MetaSmile lança Face Scan para apoiar dentistas na apresentação de tratamentos estéticos aos pacientes
O Face Scan permite capturar a face do paciente em 3D através de um iPhone Pro com tecnologia LiDAR, possibilitando a integração dessa informação em softwares como o Exocad para complementar o planeamento digital.
A MetaSmile, um projeto português na área da tecnologia e saúde digital para medicina dentária apresentado ao mercado há cerca de dois meses, continua a inovar com o lançamento de novas propostas tecnológicas para os médicos dentistas. A novidade, apresentada oficialmente esta semana, chama-se Face Scan e está disponível gratuitamente (em iPhone) para todos os profissionais que pretendam utilizá-la. Foi desenvolvida para apoiar os médicos dentistas na comunicação e apresentação de tratamentos estéticos aos seus pacientes, na medida em que permite criar simulações faciais de forma rápida e intuitiva, ajudando os pacientes a visualizar possíveis resultados e a compreender melhor as propostas de tratamento apresentadas em consulta.
Diogo Nunes, Marketing Manager da MetaSmile, sublinha que o projeto Face Scan nasceu da necessidade de tornar a captura facial 3D mais acessível e simples para clínicas dentárias e laboratórios, integrando-se nos fluxos digitais já existentes. “O Face Scan procura facilitar a recolha de informação facial do paciente e melhorar os fluxos de planeamento digital entre clínica e laboratório. Ao integrar a captura facial com o scan intraoral e os softwares de desenho dentário, os profissionais conseguem contextualizar melhor os tratamentos na face do paciente e apresentar planeamentos mais completos e visualmente mais compreensíveis”, explica.
Mas como funciona a tecnologia? O Marketing Manager da MetaSmile esclarece que “o Face Scan permite realizar uma captura facial 3D do paciente através do iPhone. O ficheiro gerado pode depois ser exportado para softwares de laboratório e planeamento digital, como o Exocad. A partir daí, o laboratório ou o profissional pode combinar a informação facial com o scan intraoral e desenvolver o planeamento digital do caso”. Sublinha também que “o Face Scan não gera automaticamente simulações de tratamentos nem substitui o trabalho de planeamento realizado pelos profissionais”.
Uma ressalva: o Face Scan não utiliza inteligência artificial para gerar simulações ou resultados clínicos. A aplicação está focada na captura facial 3D e na integração dessa informação nos fluxos digitais já utilizados por clínicas e laboratórios.

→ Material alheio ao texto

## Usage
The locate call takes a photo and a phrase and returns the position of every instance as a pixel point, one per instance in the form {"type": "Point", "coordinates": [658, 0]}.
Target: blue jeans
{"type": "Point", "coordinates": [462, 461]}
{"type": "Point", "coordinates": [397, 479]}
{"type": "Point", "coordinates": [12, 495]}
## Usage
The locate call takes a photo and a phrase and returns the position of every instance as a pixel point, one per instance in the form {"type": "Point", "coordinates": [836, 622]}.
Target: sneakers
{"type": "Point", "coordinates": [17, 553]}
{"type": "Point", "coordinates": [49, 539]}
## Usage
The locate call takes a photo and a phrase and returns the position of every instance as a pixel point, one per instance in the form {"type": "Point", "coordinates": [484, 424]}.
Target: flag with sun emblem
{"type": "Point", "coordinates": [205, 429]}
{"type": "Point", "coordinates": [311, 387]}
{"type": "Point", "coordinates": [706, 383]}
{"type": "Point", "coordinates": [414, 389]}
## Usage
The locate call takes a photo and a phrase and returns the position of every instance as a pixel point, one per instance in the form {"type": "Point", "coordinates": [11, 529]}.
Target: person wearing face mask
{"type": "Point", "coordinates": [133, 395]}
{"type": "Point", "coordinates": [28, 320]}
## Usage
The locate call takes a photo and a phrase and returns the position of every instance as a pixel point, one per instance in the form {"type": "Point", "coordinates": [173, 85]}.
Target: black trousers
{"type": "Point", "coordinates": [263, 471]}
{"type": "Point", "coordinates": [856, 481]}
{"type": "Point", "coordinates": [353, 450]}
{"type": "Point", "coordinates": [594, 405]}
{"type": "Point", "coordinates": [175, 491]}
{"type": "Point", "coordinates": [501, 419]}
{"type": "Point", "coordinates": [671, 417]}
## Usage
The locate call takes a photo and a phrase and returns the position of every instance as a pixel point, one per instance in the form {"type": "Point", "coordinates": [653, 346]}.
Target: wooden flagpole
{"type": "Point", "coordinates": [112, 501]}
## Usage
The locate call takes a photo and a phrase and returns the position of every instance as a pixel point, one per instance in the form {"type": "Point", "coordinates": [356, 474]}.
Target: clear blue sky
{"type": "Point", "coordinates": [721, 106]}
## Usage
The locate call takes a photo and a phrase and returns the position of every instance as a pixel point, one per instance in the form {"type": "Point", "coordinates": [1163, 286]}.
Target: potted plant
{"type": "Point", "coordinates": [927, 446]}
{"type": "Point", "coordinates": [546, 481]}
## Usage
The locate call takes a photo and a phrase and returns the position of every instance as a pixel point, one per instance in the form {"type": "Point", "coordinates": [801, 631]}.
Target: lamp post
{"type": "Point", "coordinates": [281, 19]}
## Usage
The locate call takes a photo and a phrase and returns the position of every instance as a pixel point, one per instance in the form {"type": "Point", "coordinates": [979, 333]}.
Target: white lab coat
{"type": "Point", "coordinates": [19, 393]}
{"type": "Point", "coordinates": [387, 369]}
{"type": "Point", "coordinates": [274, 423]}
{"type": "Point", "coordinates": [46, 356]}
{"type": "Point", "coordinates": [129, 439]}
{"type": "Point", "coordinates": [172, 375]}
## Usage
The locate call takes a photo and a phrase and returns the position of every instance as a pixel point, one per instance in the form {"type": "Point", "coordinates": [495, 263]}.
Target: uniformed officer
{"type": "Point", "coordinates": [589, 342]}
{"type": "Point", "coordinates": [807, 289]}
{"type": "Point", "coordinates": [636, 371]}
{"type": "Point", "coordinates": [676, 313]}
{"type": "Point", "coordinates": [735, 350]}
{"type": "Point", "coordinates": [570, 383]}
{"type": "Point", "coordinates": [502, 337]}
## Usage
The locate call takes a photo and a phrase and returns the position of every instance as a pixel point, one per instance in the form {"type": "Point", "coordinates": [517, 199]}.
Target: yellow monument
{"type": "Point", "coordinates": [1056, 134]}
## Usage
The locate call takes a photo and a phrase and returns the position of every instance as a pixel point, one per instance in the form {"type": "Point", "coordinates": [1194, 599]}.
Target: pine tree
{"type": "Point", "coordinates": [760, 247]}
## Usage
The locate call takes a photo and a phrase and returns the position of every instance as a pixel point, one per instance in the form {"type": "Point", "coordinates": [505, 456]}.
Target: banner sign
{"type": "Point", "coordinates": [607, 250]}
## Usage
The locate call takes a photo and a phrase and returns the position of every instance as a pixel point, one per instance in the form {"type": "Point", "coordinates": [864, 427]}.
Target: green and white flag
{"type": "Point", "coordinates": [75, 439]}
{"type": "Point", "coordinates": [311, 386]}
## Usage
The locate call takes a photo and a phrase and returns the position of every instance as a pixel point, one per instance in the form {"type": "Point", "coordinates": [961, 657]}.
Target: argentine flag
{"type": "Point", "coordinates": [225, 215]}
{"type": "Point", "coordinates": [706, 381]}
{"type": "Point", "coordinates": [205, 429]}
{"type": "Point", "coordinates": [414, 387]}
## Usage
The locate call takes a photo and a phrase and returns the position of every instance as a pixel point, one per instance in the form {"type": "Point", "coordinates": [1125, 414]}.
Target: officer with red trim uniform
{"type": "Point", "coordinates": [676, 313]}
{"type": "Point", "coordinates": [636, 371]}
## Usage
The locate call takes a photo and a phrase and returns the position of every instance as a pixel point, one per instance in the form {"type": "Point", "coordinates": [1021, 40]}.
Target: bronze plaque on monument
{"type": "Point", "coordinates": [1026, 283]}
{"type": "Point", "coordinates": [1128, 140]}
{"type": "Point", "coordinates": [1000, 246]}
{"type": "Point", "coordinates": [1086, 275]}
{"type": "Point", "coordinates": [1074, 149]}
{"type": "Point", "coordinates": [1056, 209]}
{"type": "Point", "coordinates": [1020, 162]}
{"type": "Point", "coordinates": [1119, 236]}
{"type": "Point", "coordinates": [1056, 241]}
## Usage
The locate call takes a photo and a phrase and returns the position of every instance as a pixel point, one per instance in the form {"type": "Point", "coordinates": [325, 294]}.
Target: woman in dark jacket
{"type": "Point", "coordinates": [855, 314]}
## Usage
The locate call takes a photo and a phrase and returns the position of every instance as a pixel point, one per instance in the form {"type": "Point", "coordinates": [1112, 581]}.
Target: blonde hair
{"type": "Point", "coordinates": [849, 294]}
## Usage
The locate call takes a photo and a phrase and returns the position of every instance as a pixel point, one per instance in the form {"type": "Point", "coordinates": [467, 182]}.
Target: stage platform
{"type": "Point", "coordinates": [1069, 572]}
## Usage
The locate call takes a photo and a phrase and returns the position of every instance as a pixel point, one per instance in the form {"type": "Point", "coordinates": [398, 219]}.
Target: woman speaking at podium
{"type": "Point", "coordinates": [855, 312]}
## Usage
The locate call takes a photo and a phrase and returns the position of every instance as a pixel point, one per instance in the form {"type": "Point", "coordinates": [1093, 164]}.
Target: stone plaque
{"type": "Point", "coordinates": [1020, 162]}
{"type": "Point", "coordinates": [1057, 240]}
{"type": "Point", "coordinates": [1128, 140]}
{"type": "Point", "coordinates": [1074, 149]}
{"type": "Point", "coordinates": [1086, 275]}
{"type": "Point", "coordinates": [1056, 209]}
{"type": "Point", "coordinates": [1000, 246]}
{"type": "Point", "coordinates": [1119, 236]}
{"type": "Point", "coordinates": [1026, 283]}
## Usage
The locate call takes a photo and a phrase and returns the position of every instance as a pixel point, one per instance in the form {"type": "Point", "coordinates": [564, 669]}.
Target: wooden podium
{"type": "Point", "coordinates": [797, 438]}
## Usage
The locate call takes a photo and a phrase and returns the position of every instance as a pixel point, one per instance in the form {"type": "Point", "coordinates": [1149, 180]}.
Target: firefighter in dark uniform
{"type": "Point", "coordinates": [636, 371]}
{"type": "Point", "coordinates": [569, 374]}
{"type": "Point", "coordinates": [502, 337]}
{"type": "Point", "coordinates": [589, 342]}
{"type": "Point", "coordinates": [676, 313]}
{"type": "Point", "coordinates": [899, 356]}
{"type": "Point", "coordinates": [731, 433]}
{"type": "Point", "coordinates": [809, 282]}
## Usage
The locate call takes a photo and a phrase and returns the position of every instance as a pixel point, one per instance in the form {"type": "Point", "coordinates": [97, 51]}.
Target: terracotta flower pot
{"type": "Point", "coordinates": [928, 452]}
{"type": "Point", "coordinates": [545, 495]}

O Face Scan não realiza simulações clínicas de forma autónoma. A informação capturada pode ser utilizada posteriormente em fluxos digitais relacionados com tratamentos estéticos, reabilitações orais, facetas, alinhadores, próteses e outros procedimentos em que a integração facial seja relevante para o planeamento. Entre as principais vantagens destacam-se a facilidade de utilização, a rapidez da captura, a integração com fluxos digitais existentes e a possibilidade de exportação para softwares já utilizados por clínicas e laboratórios.
Apesar de se encontrar numa fase inicial de lançamento, o Face Scan já conta com mais de 100 utilizadores registados, entre médicos dentistas e outros profissionais ligados à medicina dentária digital. Diogo Nunes revelou que “a aplicação tem vindo a despertar interesse junto de profissionais que trabalham com planeamento digital, estética dentária, reabilitação oral e colaboração clínica-laboratorial, precisamente pela facilidade com que permite integrar a captura facial 3D nos fluxos digitais existentes”.
Nesta fase, o foco da MetaSmile passa por recolher feedback dos utilizadores e continuar a aperfeiçoar a solução com base na experiência dos profissionais que a utilizam no dia a dia. Por enquanto disponível apenas para iPhone, a disponibilização para Android também já está em desenvolvimento, prevendo-se que essa versão esteja operacional nos próximos meses.
O Marketing Manager da MetaSmile adiantou que a start-up pretende continuar a desenvolver soluções digitais que contribuam para a modernização dos fluxos clínicos e laboratoriais, promovendo uma maior integração entre tecnologias, profissionais e pacientes. “O objetivo passa por criar ferramentas que simplifiquem processos, aumentem a eficiência operacional e contribuam para uma experiência clínica cada vez mais digital”, afirmou.